Il 23 gennaio, pochi giorni dopo l’uscita del suo ultimo album Rockstar, Sfera Ebbasta annunciava sui social media un record assoluto: dopo aver disintegrato la classifica italiana (virale e non), era lui il primo italiano a comparire nella Top 100 mondiale di Spotify. «Lo scriverei a lettere tutte maiuscole, “mai successo in Italia”», ha detto. «Io punto ad essere competitivo in senso internazionale». Il risultato è impressionante, ma non dipende solo dalla qualità del suo album, o dal fanatismo del suo pubblico, e nemmeno dai featuring della versione internazionale (Quavo, Tinie Tempah). Il record di Sfera deve molto alla nuova giovinezza della nostra musica, di nuovo protagonista assoluta degli ascolti del pubblico italiano, anche quello generalista, Matteo Renzi compreso.
“L’anno passato non è stato dei musicisti, ma dei parolieri”, ha scritto Alberto Piccinini nel suo editoriale riassuntivo di quello che è successo nel 2017, un anno in cui il paese si è scoperto alla ricerca di parole in cui riconoscersi, di un racconto non importato dall’estero. E guardando le classifiche Spotify dei principali mercati musicali del mondo, è facile arrivare alla stessa conclusione. Mentre scrivo – è il pomeriggio di San Valentino – l’Italia, insieme al Brasile, è l’unico paese ad avere in Top 10 solo artisti locali, e per trovare un nome internazionale bisogna scendere alla 23esima posizione, dove appare Leave a light on di Tom Walker. Praticamente assenti anche le donne: nelle prime 50 posizioni troviamo solo Annalisa, Elettra Lamborghini e Noemi.

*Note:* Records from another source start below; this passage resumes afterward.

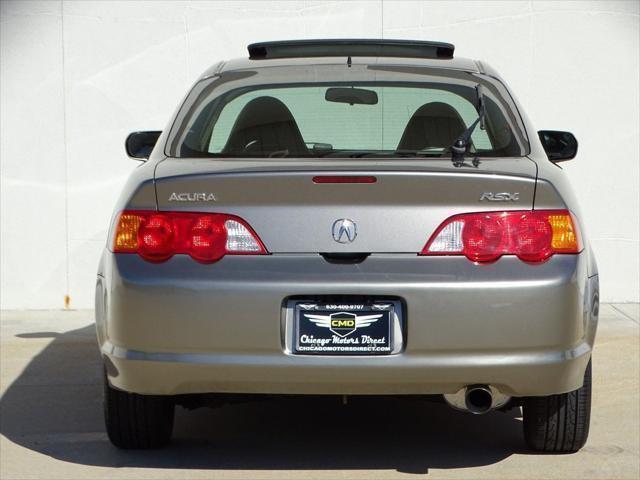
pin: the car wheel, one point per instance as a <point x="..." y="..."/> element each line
<point x="136" y="421"/>
<point x="558" y="423"/>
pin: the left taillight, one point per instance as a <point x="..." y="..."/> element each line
<point x="206" y="237"/>
<point x="532" y="235"/>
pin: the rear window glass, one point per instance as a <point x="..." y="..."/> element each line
<point x="345" y="120"/>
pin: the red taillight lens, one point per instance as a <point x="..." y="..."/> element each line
<point x="532" y="235"/>
<point x="206" y="237"/>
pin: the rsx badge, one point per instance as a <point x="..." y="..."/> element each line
<point x="500" y="197"/>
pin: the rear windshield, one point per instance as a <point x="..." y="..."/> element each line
<point x="345" y="120"/>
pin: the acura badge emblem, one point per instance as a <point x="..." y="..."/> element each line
<point x="344" y="230"/>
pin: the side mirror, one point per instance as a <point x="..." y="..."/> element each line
<point x="560" y="146"/>
<point x="140" y="144"/>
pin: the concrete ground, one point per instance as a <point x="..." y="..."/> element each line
<point x="51" y="422"/>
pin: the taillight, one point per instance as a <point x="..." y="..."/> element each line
<point x="532" y="235"/>
<point x="206" y="237"/>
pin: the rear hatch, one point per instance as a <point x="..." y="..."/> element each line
<point x="292" y="214"/>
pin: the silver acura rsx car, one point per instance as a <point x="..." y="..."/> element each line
<point x="348" y="217"/>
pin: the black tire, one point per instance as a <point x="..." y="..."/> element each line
<point x="558" y="423"/>
<point x="137" y="421"/>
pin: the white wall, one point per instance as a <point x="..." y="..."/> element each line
<point x="78" y="76"/>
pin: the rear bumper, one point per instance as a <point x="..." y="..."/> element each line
<point x="182" y="327"/>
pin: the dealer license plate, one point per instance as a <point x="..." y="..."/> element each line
<point x="343" y="328"/>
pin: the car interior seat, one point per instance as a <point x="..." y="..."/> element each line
<point x="265" y="126"/>
<point x="433" y="125"/>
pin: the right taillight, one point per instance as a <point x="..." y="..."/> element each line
<point x="532" y="235"/>
<point x="206" y="237"/>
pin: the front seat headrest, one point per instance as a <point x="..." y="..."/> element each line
<point x="264" y="126"/>
<point x="434" y="124"/>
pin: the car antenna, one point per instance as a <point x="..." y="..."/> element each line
<point x="460" y="146"/>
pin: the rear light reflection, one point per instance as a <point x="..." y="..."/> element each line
<point x="532" y="235"/>
<point x="206" y="237"/>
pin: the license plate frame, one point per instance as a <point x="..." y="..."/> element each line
<point x="344" y="328"/>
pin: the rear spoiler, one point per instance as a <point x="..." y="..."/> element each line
<point x="350" y="48"/>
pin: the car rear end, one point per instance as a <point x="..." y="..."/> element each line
<point x="344" y="270"/>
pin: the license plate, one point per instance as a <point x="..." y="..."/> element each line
<point x="343" y="329"/>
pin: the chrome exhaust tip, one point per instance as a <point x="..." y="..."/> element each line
<point x="477" y="399"/>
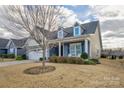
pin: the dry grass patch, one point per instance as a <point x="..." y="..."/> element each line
<point x="39" y="70"/>
<point x="107" y="74"/>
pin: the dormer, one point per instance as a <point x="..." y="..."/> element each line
<point x="60" y="33"/>
<point x="76" y="29"/>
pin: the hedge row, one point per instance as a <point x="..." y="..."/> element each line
<point x="72" y="60"/>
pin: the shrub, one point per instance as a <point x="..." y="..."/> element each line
<point x="19" y="58"/>
<point x="61" y="60"/>
<point x="89" y="62"/>
<point x="24" y="56"/>
<point x="53" y="59"/>
<point x="84" y="55"/>
<point x="71" y="60"/>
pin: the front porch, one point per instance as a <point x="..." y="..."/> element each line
<point x="69" y="48"/>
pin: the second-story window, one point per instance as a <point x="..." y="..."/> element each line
<point x="77" y="31"/>
<point x="60" y="34"/>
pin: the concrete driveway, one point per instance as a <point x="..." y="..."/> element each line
<point x="3" y="64"/>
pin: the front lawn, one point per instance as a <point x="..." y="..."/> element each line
<point x="107" y="74"/>
<point x="7" y="59"/>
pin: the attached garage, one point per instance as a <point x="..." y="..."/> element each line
<point x="35" y="55"/>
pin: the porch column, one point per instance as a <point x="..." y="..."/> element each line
<point x="16" y="52"/>
<point x="86" y="46"/>
<point x="59" y="48"/>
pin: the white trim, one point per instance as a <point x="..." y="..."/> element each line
<point x="74" y="31"/>
<point x="75" y="48"/>
<point x="60" y="34"/>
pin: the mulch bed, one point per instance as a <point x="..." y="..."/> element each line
<point x="39" y="70"/>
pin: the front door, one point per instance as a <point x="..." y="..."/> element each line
<point x="75" y="49"/>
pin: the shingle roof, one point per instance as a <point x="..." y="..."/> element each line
<point x="19" y="42"/>
<point x="3" y="43"/>
<point x="87" y="28"/>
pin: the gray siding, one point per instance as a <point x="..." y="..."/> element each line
<point x="21" y="51"/>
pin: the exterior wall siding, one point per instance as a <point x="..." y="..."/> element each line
<point x="3" y="51"/>
<point x="21" y="51"/>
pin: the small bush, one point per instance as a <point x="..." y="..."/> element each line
<point x="19" y="58"/>
<point x="61" y="60"/>
<point x="89" y="62"/>
<point x="71" y="60"/>
<point x="84" y="55"/>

All’estremo opposto c’è l’Australia, con 10 artisti internazionali in tutte le prime posizioni, poi il Canada. Qui sotto trovate il grafico riassuntivo della situazione, ma bisogna fare alcune precisazioni. La prima riguarda gli Stati Uniti: Drake e The Weeknd sono considerati come artisti internazionali – sono canadesi -, ma è un dato da prendere con le pinze, perché sono chiaramente frutto del mercato discografico statunitense. Poi il Giappone: nella Top 10 troviamo 6 artisti locali e 4 internazionali, ma c’è da specificare che alcuni mainstream act non sono sul servizio di streaming (le etichette se li tengono stretti o li dirottano su piattaforme proprietarie), e che i Giapponesi preferiscono utilizzare YouTube o i cari vecchi CD, spesso noleggiati in uno dei 6mila negozi di dischi sparsi per il paese.
Un’altra possibile chiave di lettura – prendetela come un’impressione, perché non c’è modo di trasformarla in numeri – è quella legata alla padronanza dell’inglese. Noi italiani, così come i giapponesi, non siamo famosi certo per il bilinguismo, e c’è un abisso con il livello (per esempio) dei paesi scandinavi, dove in classifica la proporzione tra artisti locali e internazionali è quasi opposta alla nostra, nonostante in quegli stessi paesi (soprattutto in Svezia) ci sia una scena locale fertilissima e già esportata in tutto il mondo. In ogni caso, guardare i dati conferma ancora una volta l’unicità del momento storico che sta vivendo la nostra musica, e che vi abbiamo raccontato negli editoriali pubblicati sul numero di gennaio e disponibili sul sito. C’è un’aria nuova, contagiosa, e il risultato di Sfera è un altro segno dei tempi, una buona notizia. Viene da chiedersi quale sarà la prossima.